I have been wondering if thats possible, the docs look like it isn't (it says SF_UNICODE
only should be combined with SF_TEXT
, but loading RTF requires using SF_RTF
). I'm not entirely sure whether RTF is a binary format or a text format, if its only a binary format that happens to support roundtrip via text this means encoding is part of the header (wordpad certainly saves an encoding in the RTF header but I don't know what it is used for). Since the RTF is user provided you can't change the header without touching the rest of the data and I don't think WinForms wants to parse and reencode the RTF stream. I'd be happy to be mistaken though in case RTF is not only a binary format but also a text format (i.e. its code points are not restricted to bytestreams and its just badly documented).

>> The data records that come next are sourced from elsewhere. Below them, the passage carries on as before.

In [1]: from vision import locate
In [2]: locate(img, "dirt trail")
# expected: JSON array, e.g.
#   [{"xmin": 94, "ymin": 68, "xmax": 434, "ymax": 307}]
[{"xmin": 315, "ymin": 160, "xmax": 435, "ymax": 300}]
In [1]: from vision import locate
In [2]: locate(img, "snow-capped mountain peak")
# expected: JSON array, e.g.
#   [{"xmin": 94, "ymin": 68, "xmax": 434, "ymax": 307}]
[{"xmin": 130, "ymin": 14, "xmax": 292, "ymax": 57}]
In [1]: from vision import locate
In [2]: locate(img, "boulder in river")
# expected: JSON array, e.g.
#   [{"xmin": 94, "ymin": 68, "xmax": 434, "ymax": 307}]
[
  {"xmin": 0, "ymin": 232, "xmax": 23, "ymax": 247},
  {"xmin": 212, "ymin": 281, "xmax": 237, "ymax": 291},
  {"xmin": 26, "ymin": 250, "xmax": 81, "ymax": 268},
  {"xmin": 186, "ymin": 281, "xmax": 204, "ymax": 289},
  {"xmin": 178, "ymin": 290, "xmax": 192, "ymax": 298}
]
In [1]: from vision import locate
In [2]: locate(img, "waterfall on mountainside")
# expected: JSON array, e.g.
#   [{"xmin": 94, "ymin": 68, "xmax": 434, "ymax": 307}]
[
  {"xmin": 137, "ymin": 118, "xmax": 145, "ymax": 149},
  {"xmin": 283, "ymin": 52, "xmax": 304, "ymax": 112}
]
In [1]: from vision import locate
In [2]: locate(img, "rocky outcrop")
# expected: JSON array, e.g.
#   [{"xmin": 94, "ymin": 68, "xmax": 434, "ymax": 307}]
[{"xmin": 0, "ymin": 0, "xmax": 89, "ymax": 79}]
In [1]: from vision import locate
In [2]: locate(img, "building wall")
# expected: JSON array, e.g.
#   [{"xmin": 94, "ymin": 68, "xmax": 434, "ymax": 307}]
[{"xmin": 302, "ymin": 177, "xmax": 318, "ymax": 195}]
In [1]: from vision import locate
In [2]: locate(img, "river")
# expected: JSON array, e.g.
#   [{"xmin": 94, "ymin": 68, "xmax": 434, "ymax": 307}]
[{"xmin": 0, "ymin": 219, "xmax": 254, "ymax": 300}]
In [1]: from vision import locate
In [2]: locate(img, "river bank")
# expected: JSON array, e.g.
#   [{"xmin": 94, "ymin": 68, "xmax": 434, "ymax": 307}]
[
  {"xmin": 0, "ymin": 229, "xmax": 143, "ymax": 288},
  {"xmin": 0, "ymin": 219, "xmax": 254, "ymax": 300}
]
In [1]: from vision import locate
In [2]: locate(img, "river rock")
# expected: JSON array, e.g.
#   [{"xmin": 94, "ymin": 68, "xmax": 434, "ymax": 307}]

I have been wondering if thats possible
I'm not positive, the RichEdit code isn't particularly easy to follow. :/ I think you can use UTF-8 on EM_STREAMIN
like you do for EM_STREAMOUT
using SF_USECODEPAGE
, but I haven't tested to validate that. The RTF instructions themselves look like they have to be 1 byte ASCII.
@weltkante I gave it a shot and it appears to work with UTF-8. Changing EM_STREAMIN
and EM_STREAMIN
to use SF_USECODEPAGE
with CP_UTF8
(shifted per the docs) allowed me round trip with expected results. I set the control's Text
to どうもありがとうミスターロボット
, got the following Rtf
out, and put it back in with no problems:
{\urtf1\ansi\ansicpg1252\deff0\nouicompat\deflang1033{\fonttbl{\f0\fnil\fcharset128 Yu Gothic;}{\f1\fnil Segoe UI;}}
{\*\generator Riched20 10.0.18362}\viewkind4\uc1
\pard\f0\fs18 どうもありがとうミスターロボット\f1\par
}
Text
showed the right results after setting the rtf back to Rtf
.
I'd say it is an easy call to change the input to always push in as UTF-8. Output isn't so obvious as it would likely break interop scenarios (other code wouldn't be able to read the output). We might want to consider adding another getter, perhaps string Utf8Rtf { get; }
.
I haven't tried UTF-16, but I expect it not to work as my cursory read of the RichText code seems to indicate it depends on ASCII bytes for control (which UTF-8 gives you for code points < 127).
RichTextBox
uses the latest RichEdit and as such should be able to remove the code paths where we're grabbingEncoding
and converting back and forth from Unicode to ASCII. If we're using Unicode everywhere we can be more efficient and avoid conversion headaches.See #3032 for an example of where this happens.